Papa: é preciso coragem para amar. E recorda fim da II Guerra Mundial

Ao ingressar na Praça S. Pedro, o Pontífice saudou a multidão a bordo de seu papamóvel, para receber e retribuir o carinho dos peregrinos. Em especial, se mostrou entusiasmado com um grupo de chineses.

Ao se dirigir aos fiéis, Francisco explicou que o matrimônio não é simplesmente uma cerimônia, bela e ornamentada, que se realiza na igreja, mas um sacramento que gera uma nova comunidade familiar que edifica a Igreja.

O Papa citou o Apóstolo Paulo, quando fala deste sacramento como um “grande mistério”, a imagem do amor entre Cristo e a Igreja. “Trata-se de uma analogia imperfeita”, explicou Francisco, mas que nos ajuda a entender seu sentido espiritual “altíssimo e revolucionário”.

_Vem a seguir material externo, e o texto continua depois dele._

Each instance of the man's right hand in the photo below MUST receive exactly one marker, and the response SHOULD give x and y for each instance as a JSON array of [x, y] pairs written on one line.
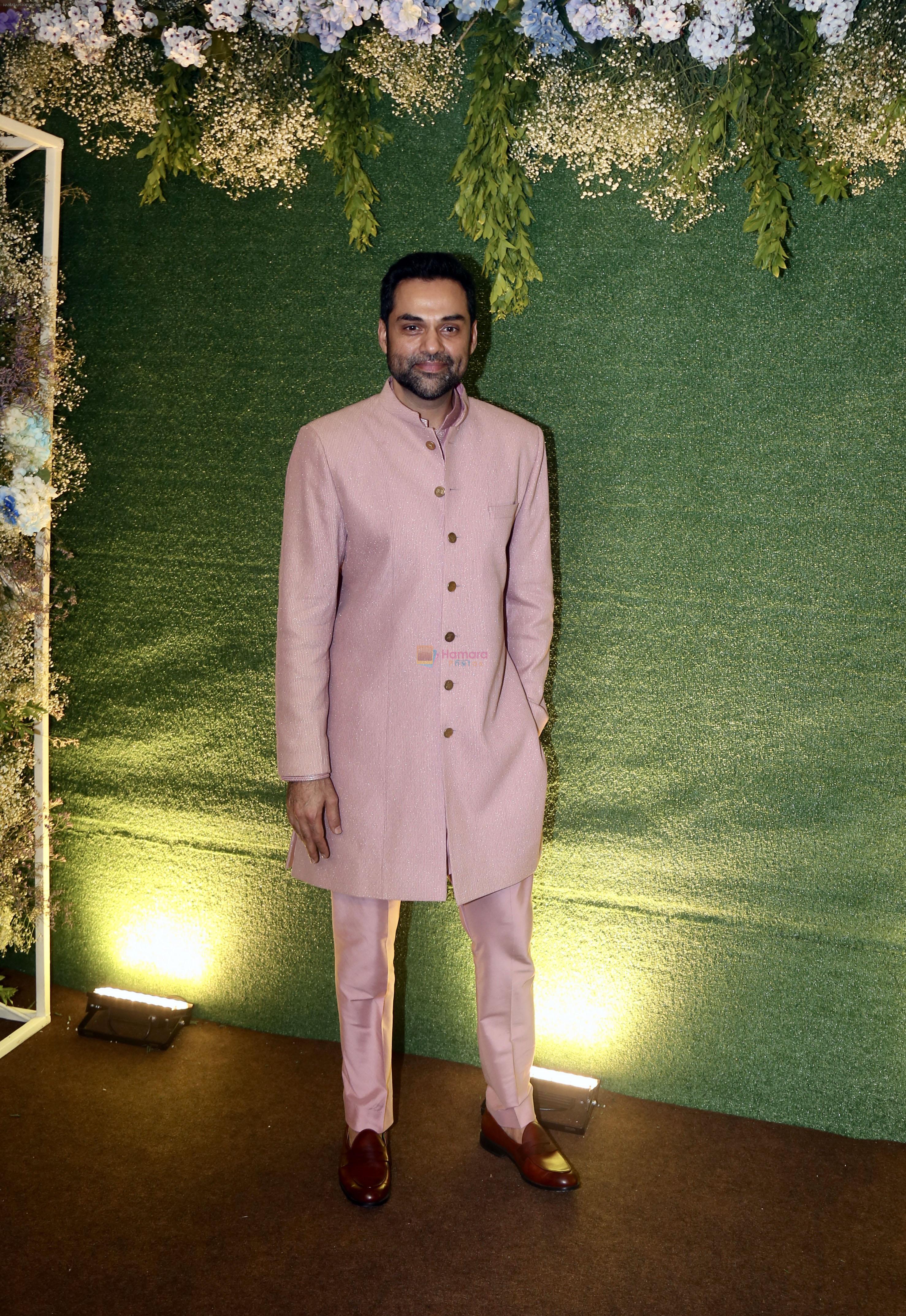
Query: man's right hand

O marido, diz Paulo, deve amar a mulher “como o próprio corpo”, amá-la como Cristo amou a Igreja e deu a si mesmo por ela. O Pontífice chamou em causa os maridos presentes na Praça, perguntando-lhes se têm consciência dessa responsabilidade. “Isso não é brincadeira, é serio”, disse.

Por isso, os esposos são chamados a viver a radicalidade de um amor que, iluminado pela fé, restabelece a reciprocidade da entrega e dedicação segundo o projeto original de Deus para a humanidade.

O Papa perguntou aos fiéis: “Aceitamos profundamente este elo indissolúvel da história de Cristo e da Igreja com a história do matrimônio e da família humana? Estamos dispostos a assumir seriamente esta responsabilidade?” 

Neste sentido, a Igreja participa plenamente na história de cada casal cristão: alegra-se com os seus êxitos e sofre com os seus fracassos. Isso é assim porque os esposos participam na missão da Igreja justamente enquanto esposos, dando testemunho da sua fidelidade corajosa à graça deste sacramento. “Por isso digo aos recém-casados que são corajosos, porque é preciso coragem para amar-se como Cristo amou a Igreja".

A Igreja, acrescentou Francisco, necessita deste sacramento para oferecer a todos os dons da fé, do amor e da esperança. O Papa concluiu:

“São Paulo tem razão: trata-se de um grande mistério! Homens e mulheres, suficientemente corajosos para levar este tesouro nos vasos de argila da nossa humanidade, são um recurso essencial para a Igreja e para o mundo. Deus os abençoe mil vez por isso!”

Ao saudar os grupos na Praça, Francisco recordou que nos próximos dias serão celebrados os 70 anos do final da II Guerra Mundial. E afirmou:

“Confio a Maria Rainha da Paz os votos de que a sociedade aprenda com os erros do passado e que diante dos conflitos atuais que estão dilacerando algumas regiões do mundo, todos os responsáveis civis se empenhem na busca do bem comum e na promoção da cultura da paz.”